Ode to My Tricycle | Teen Ink

Ode to My Tricycle

December 28, 2016
By BethE BRONZE, Cedar Hills, Utah
BethE BRONZE, Cedar Hills, Utah
3 articles 0 photos 0 comments

Purple and teal, the typical 90s trike, and it was mine. Gone were the days of teetering balance, clumsy foot-placements, stubbed toes and scraped knees. Toddler me was ready to cruise around the house on three wheels. Though it wasn’t big and it was difficult to steer, this tricycle did have one magical feature: it could pedal backwards.

Yes, gone were the days of teetering balance. Now I would simply fall off my seat if I leaned too far. Clumsy foot-placements were replaced by clumsy steering, and stubbed toes and made way for dented floors and scuffed table legs.

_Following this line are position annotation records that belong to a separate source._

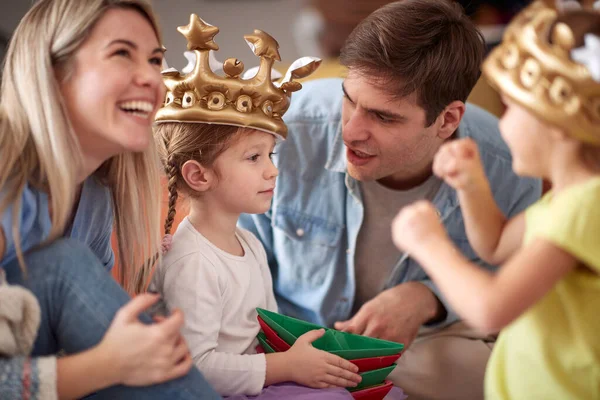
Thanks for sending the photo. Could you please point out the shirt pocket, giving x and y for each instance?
(311, 246)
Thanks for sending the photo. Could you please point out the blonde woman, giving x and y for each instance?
(80, 89)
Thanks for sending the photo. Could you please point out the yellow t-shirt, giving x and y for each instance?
(552, 351)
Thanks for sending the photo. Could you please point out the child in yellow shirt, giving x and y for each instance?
(546, 296)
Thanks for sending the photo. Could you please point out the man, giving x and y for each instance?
(359, 150)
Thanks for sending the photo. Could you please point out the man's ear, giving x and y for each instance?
(450, 119)
(198, 177)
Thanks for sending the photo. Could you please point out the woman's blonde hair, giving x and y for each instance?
(40, 148)
(178, 142)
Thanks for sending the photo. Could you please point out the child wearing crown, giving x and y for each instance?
(546, 296)
(216, 137)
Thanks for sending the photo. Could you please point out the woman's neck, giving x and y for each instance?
(215, 224)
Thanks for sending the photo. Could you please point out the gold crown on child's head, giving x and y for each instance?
(538, 67)
(249, 100)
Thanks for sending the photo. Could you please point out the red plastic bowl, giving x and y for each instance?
(371, 363)
(363, 364)
(275, 341)
(374, 392)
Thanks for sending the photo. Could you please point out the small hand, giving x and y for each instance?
(458, 163)
(395, 314)
(317, 368)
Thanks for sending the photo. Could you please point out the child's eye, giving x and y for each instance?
(123, 53)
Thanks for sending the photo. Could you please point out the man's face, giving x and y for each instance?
(386, 138)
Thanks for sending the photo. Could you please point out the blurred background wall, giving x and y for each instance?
(302, 27)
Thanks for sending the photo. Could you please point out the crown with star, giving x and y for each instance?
(538, 67)
(199, 94)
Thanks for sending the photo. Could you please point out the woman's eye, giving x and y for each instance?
(156, 61)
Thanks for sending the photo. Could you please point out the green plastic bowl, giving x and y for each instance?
(346, 345)
(372, 378)
(290, 329)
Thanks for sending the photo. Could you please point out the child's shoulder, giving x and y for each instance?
(251, 239)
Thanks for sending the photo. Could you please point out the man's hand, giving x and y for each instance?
(395, 314)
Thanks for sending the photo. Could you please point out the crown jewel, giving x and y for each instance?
(535, 67)
(250, 100)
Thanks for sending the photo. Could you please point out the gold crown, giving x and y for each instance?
(256, 102)
(540, 74)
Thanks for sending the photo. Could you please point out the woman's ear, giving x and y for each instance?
(198, 177)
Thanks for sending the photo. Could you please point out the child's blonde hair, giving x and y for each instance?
(178, 142)
(38, 144)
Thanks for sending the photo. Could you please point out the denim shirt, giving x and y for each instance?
(310, 232)
(92, 224)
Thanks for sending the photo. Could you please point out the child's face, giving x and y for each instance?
(246, 174)
(528, 140)
(113, 87)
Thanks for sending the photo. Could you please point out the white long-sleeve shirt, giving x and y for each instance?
(218, 294)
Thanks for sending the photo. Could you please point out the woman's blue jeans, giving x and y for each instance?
(78, 300)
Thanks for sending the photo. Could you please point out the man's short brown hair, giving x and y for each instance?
(427, 47)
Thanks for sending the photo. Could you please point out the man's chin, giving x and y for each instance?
(361, 174)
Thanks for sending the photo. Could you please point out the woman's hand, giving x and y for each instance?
(145, 354)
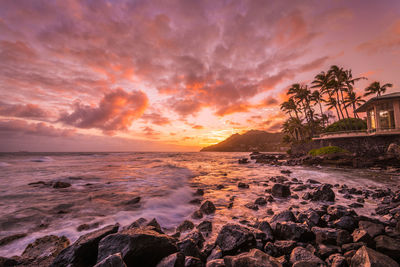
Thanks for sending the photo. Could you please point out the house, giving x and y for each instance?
(383, 118)
(383, 114)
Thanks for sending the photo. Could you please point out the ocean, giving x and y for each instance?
(103, 185)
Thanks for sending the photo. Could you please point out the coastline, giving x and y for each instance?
(326, 233)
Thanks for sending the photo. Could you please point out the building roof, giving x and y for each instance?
(364, 107)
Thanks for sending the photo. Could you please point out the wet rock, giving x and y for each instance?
(189, 248)
(43, 250)
(84, 251)
(280, 190)
(233, 238)
(265, 227)
(361, 236)
(138, 223)
(373, 229)
(216, 263)
(197, 214)
(346, 222)
(253, 258)
(283, 216)
(388, 246)
(138, 247)
(60, 184)
(260, 201)
(302, 257)
(323, 193)
(366, 257)
(199, 192)
(243, 185)
(185, 226)
(205, 226)
(8, 239)
(280, 247)
(293, 231)
(207, 207)
(85, 227)
(114, 260)
(251, 206)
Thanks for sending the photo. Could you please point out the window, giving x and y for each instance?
(386, 116)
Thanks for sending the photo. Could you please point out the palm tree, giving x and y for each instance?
(376, 88)
(353, 100)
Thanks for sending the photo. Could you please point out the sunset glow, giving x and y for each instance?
(149, 76)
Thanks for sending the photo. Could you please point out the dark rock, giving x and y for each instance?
(85, 250)
(193, 262)
(305, 257)
(346, 222)
(138, 223)
(197, 214)
(265, 227)
(253, 258)
(216, 263)
(8, 239)
(283, 216)
(60, 184)
(199, 192)
(114, 260)
(293, 231)
(43, 250)
(373, 229)
(260, 201)
(138, 247)
(233, 238)
(361, 236)
(133, 201)
(173, 260)
(185, 226)
(366, 257)
(205, 226)
(388, 246)
(243, 185)
(280, 247)
(280, 190)
(251, 206)
(323, 193)
(189, 248)
(207, 207)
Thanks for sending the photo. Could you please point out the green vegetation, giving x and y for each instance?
(350, 124)
(308, 109)
(327, 150)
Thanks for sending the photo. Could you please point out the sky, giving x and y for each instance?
(178, 75)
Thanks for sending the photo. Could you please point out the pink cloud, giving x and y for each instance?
(116, 111)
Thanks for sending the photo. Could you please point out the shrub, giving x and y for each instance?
(350, 124)
(327, 150)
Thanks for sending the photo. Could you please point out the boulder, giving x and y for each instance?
(185, 226)
(253, 258)
(303, 257)
(85, 250)
(373, 229)
(388, 246)
(138, 247)
(280, 190)
(114, 260)
(283, 216)
(233, 238)
(323, 193)
(43, 250)
(293, 231)
(207, 207)
(173, 260)
(366, 257)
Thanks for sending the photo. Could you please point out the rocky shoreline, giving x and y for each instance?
(329, 235)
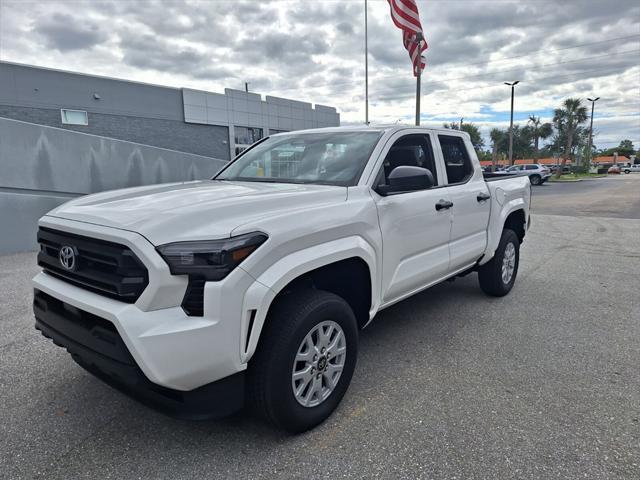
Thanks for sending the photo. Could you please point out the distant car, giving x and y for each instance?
(631, 168)
(566, 169)
(538, 174)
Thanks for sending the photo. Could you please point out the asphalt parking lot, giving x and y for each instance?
(612, 196)
(543, 383)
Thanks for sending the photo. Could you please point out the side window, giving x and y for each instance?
(456, 158)
(411, 150)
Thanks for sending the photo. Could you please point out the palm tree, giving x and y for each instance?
(567, 121)
(496, 137)
(538, 131)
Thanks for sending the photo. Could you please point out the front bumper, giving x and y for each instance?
(173, 350)
(95, 344)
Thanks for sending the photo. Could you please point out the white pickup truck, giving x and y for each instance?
(251, 288)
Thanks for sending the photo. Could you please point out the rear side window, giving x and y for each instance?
(411, 150)
(456, 158)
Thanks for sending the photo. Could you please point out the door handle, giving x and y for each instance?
(443, 205)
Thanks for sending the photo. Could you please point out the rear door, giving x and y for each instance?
(415, 234)
(469, 193)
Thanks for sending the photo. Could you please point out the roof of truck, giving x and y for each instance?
(375, 128)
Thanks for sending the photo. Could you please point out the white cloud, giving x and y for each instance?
(314, 51)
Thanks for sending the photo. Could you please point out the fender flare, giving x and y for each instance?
(494, 234)
(260, 295)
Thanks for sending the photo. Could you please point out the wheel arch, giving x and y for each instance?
(345, 267)
(515, 218)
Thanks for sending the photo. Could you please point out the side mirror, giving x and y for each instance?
(407, 179)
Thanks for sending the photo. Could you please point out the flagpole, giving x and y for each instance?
(366, 67)
(419, 39)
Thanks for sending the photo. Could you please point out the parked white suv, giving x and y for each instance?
(251, 288)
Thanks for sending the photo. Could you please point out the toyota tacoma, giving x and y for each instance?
(251, 288)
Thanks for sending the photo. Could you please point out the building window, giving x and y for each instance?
(247, 135)
(74, 117)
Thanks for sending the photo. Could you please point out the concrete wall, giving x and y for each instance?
(46, 88)
(247, 109)
(131, 111)
(206, 140)
(42, 167)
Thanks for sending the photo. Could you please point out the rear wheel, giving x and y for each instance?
(499, 274)
(304, 361)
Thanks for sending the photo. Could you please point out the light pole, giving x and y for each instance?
(512, 85)
(593, 105)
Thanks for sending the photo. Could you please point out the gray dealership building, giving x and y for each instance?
(64, 134)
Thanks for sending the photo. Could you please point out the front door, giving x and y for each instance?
(415, 234)
(471, 205)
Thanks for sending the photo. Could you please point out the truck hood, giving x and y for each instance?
(194, 210)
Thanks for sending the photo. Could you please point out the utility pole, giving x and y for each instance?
(512, 85)
(366, 67)
(593, 104)
(419, 40)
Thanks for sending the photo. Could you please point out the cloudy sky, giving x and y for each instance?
(314, 51)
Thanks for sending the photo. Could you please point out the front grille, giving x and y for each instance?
(107, 268)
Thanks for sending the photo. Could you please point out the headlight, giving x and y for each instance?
(210, 259)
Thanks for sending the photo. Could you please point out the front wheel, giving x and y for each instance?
(499, 274)
(304, 361)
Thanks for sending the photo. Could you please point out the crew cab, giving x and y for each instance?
(251, 288)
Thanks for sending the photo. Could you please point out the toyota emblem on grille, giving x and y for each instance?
(67, 257)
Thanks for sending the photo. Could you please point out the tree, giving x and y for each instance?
(625, 148)
(538, 130)
(521, 142)
(567, 121)
(473, 131)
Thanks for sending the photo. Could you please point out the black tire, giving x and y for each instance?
(490, 274)
(269, 389)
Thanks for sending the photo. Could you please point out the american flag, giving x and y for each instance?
(404, 14)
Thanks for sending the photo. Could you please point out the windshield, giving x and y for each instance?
(336, 158)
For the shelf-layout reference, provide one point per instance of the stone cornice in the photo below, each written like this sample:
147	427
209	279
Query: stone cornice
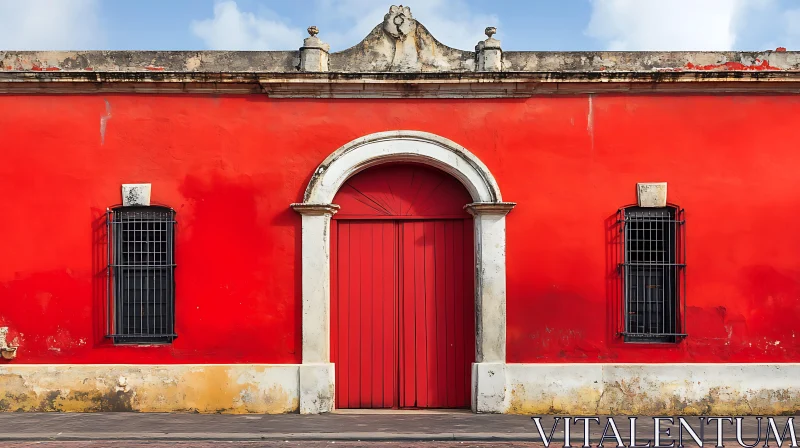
490	208
400	85
399	58
315	209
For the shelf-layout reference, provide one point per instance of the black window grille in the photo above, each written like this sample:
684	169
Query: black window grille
141	274
653	274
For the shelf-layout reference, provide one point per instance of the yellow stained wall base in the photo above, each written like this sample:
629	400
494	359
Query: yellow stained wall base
235	389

My toddler quirks were still there, but now they were causing problems more for my mother than for me. Steering backwards was an especially big problem as I would recklessly crash into whatever I couldn't see behind me. But oh, how I loved to steer myself backwards!

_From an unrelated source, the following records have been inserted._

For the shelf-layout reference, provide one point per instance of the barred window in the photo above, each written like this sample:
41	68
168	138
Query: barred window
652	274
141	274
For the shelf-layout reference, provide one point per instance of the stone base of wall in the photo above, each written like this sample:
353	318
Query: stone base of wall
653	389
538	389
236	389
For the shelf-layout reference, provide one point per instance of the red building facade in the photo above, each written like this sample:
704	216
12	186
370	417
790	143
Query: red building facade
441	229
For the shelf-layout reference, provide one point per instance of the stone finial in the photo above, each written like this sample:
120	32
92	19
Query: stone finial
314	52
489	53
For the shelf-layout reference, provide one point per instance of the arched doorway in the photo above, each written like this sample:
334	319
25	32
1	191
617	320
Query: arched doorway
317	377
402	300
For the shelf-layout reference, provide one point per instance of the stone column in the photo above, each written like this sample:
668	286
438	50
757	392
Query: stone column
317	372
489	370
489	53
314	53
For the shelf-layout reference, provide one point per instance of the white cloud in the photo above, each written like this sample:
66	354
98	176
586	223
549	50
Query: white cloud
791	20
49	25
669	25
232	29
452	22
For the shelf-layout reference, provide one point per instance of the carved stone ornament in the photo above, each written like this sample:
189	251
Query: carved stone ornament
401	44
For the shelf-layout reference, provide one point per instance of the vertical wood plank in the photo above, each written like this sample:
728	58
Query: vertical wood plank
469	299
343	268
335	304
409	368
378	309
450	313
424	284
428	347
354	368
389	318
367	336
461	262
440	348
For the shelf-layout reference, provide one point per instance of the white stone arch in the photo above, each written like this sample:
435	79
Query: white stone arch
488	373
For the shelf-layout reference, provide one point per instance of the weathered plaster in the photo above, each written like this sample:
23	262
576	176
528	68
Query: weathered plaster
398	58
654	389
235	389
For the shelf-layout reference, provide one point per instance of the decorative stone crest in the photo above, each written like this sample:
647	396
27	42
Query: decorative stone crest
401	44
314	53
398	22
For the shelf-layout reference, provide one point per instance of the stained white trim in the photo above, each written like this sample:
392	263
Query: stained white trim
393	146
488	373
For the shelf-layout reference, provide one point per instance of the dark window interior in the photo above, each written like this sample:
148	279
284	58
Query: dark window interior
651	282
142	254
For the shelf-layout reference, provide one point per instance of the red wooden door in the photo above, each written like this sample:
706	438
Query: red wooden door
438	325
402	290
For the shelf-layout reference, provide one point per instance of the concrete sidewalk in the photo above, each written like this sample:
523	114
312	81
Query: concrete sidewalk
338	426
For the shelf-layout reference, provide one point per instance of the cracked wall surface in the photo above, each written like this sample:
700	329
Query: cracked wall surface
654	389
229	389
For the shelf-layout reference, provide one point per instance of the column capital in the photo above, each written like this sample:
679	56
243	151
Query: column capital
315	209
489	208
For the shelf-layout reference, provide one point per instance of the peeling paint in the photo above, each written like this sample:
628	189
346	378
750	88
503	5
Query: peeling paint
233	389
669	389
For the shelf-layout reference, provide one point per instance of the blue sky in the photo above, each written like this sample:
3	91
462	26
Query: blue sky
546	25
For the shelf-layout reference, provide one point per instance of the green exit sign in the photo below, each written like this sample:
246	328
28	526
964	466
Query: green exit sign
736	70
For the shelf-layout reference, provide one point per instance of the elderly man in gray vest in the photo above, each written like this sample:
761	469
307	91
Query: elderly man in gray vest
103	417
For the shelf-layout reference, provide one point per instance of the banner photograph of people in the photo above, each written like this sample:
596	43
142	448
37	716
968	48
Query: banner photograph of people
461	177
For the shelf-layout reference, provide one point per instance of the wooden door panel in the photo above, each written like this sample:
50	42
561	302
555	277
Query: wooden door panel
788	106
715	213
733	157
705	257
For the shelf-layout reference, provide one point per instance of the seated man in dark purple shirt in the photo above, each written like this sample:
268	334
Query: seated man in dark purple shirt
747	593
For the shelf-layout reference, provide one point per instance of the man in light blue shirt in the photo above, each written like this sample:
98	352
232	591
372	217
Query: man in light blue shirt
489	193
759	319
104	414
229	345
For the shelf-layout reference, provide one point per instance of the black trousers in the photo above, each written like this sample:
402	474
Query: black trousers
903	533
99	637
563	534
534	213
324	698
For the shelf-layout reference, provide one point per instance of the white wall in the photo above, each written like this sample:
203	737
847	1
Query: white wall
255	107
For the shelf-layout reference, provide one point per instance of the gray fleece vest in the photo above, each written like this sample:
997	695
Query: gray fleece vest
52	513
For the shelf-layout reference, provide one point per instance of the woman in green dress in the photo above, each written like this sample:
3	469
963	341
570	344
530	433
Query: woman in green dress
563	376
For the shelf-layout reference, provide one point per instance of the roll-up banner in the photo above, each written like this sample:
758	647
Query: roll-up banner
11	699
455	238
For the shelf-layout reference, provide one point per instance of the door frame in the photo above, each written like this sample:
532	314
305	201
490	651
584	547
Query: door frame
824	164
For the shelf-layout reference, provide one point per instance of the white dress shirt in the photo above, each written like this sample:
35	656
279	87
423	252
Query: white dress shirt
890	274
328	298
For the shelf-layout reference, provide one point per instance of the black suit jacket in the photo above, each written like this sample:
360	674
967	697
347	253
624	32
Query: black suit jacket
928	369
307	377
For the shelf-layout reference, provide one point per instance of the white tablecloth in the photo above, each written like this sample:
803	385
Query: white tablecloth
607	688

The years went on and I grew out of that tricycle, but we kept it just the same. I loved returning to ride it after a long, hard day of two-wheeled-bike-riding. My mom protested that I was too old and my legs were too long, but I wouldn’t leave the tricycle riding to be enjoyed solely by my siblings. My bike was handed down to my sister, and my brothers got toddler bikes of their own. Despite the fact that my bike had been upgraded by now, it felt like a downgrade compared to all the fun my younger siblings seemed to have on their tricycles. So I, as the oldest, decided to have some fun with those trikes too.

For all the things tricycles can’t do when you’re young, they are very fun to manipulate when you’re older. Tricycles can zoom faster than scooters, turn slower than bicycles, and keep you close to the ground so that if you fall off it isn’t so bad. Above all, they can do what no other bike can: drive backwards. My training wheeled bike couldn’t drive backwards, and so I was missing an essential part of bicycle riding.

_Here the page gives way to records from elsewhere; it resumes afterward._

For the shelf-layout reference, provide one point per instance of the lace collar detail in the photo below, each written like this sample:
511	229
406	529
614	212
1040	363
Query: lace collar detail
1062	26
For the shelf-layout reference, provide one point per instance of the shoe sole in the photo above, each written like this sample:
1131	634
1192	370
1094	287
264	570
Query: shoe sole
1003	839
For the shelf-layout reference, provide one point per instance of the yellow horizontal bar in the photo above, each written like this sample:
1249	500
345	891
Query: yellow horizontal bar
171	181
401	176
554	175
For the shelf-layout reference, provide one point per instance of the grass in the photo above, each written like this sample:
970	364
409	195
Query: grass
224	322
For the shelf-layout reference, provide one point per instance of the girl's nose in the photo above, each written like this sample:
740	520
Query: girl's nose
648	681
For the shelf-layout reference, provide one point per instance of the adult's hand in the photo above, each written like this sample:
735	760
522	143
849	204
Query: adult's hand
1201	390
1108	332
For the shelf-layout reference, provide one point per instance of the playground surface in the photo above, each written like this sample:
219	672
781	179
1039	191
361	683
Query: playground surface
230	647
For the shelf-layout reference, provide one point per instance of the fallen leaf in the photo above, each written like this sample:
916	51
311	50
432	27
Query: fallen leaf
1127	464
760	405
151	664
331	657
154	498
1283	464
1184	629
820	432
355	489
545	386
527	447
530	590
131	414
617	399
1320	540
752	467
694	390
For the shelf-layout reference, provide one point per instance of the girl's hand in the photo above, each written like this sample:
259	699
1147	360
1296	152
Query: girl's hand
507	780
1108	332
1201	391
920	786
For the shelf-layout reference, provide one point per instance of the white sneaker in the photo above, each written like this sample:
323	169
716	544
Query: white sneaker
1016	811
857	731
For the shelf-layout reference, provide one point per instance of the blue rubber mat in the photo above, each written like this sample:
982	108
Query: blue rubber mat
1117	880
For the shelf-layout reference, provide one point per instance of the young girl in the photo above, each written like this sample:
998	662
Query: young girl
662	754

Naturally I wasn’t the only one with ideals of riding these tricycles again; my cousins also seemed to like the idea a lot. We decided to play “neighborhood.” Each of us drew a miniature “house” out of chalk on my front sidewalk, complete with a chalk garage. We drew lines up and down the driveway like a road. We drew gas stations and school and shops and post offices, and we had to ride our tricycles to our imaginary jobs. To top it all off, we had races. Zooming and slow steering came in handy down my driveway and made our reckless speeding even more fun. But the tricycle cop always came, pulled you over, and forced you to pay a ticket (whatever that was). Despite that imaginary infraction, however, the bikes made everything worth it.

This became our favorite game to play. Each time my cousins visited, you could bet we were racing around my driveway and violating oversimplified traffic laws. Even in the winter, when snow and ice covered my driveway, we would take out snow shovels and hack away until we had cleared an effective path in the snow. We would obey the rules of our neighborhood until we got bored, and then it was a constant up-down repetition of zooming down my driveway and hiking back to the top for another go.

I was not an overly-imaginative child, but that tricycle served as a catalyst for many half-baked imaginary adventures. If I could only have a tricycle, I had a car. A train. An airplane. A bus. I could go anywhere and do anything.

Then I grew up, and so did my cousins. Those tricycles are long gone, but my driveway remains the same and serves as a childhood reminder every time I ride my two-wheeled bicycle out of the garage. I remember the days when something as simple as driving backwards was a thrill, and part of me wants to go back. It’s not just the tricycle I miss, it’s the playset we no longer have. The dolls whose names I no longer remember. The pretend salads I used to make out of weeds and leaves with my best friend in the back yard. The imagination. The freedom. Surely outdoor games are not gone for me; I still play capture the flag with my cousins, and bike rides are a favorite form of exercise. But I no longer chase criminals; chasing is merely tag for me. And when I ride my bike it’s not in a car race. It’s not even a game anymore. It’s a pastime.

I held onto my youthful imagination for a long, long time. I remember one day building a cardboard house in my front yard for little rubber eraser toppers shaped like animals. A boy three years younger than me came down the street and eyed my progress, snarkily asking if I wasn’t too old to play such games. I defensively replied “no,” but I never forgot that conversation. When did imagination become socially unacceptable? It has remained necessary to me. But as necessary as I believe it to be, my tricycle sits in the corner of someone else's garage now. It has for many years.

So as I ride my bicycle in a monotonous journey down the canal trail, I long for younger days when imagination shone from my face as if it were a mark of beauty. I remember my younger days and the untold adventures bike riding use to be. A part of me always aches to go back; there are things children know that we forget as we grow older. If I had the power to turn back time, I almost believe I would--if only for a day.

But when I pedal backwards now, my bike still moves forwards.


The author's comments:

This is for all those times nostalgia kicks in.